UNIDENTIFIED MALE: All I'm asking to find out is your chain of command here.
UNIDENTIFIED MALE: How do I know I can trust an American?
LAVANDERA: Inside Fort Watuka (ph), soldiers are taught to fine points of interrogation. Role playing teaches each soldiers how to approach different personalities.
UNIDENTIFIED MALE: Well, we doused the garbage cans with gasoline and lit a match.
LAVANDERA: The 16-week training course teaches soldiers to get into a prisoner's mind.
UNIDENTIFIED MALE: You're not going to let him finish whatever they're asking. Eventually the person is going to want to be heard.
LAVANDERA (on camera): Army officials say up to 90 percent of the useful intelligence comes from interrogation, but to get that information, from a hardened terrorist or a militant fighter can require a tough approach.
MARKS: We don't strip anybody of their dignity, but I want them tired.
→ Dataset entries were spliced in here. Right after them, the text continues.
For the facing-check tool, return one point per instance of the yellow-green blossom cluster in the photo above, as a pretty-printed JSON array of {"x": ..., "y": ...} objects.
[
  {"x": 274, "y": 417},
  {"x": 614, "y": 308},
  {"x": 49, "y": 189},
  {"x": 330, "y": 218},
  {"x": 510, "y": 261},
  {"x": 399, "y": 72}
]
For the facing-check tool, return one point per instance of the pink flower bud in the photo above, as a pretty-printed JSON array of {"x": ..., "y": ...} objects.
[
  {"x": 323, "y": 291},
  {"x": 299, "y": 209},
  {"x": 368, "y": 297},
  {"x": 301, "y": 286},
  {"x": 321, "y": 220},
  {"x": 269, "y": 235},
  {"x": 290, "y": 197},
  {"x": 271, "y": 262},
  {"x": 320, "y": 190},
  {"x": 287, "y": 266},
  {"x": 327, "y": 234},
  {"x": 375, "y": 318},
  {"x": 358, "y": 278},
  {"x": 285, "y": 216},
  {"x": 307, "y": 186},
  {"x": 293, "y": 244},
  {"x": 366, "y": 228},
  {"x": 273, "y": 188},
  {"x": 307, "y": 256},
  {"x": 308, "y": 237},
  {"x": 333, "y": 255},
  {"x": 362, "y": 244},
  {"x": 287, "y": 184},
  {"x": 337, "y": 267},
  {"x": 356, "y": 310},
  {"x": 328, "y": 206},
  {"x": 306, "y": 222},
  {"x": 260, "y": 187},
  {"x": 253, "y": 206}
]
I want them to be afraid of me. I want them when they breathe, I want them to think that the interrogator gave them the right to expand their lungs.
LAVANDERA: Officials say it's under strict guidelines: no touching, no humiliation. Chief Warrant Officer Lon Castleton just returned from Iraq. He found a kinder, gentler approach is the most effective way of dealing with Iraqi prisoners.
CWO LON CASTLETON, U.S. ARMY: The things I saw with this these people, they expected to be beaten, and that's the way Saddam Hussein used to treat them. In fact, they figured they'd never be seen again. So when you treat them with kindness, they're a lot more open. In fact, in a lot of cases, they are surprised.
LAVANDERA: The need for interrogators is so great that more than 500 soldiers will be put through this course this year.
SPEC. JASON HICKMAN, INTERROGATION TRAINEE: I have a foundation for what it's going to take to do my job in the real world, but until I actually do it in the real world, I'm not going to know what it's going to be like.
(END VIDEOTAPE)
O'BRIEN: Ahead on LIVE FROM, I'll ask retired Air Force Major General Don Shepherd whether he think the interrogation techniques used at Gitmo go too far. And a little bit later, we'll debate the pros and cons of shutting down the controversial prison.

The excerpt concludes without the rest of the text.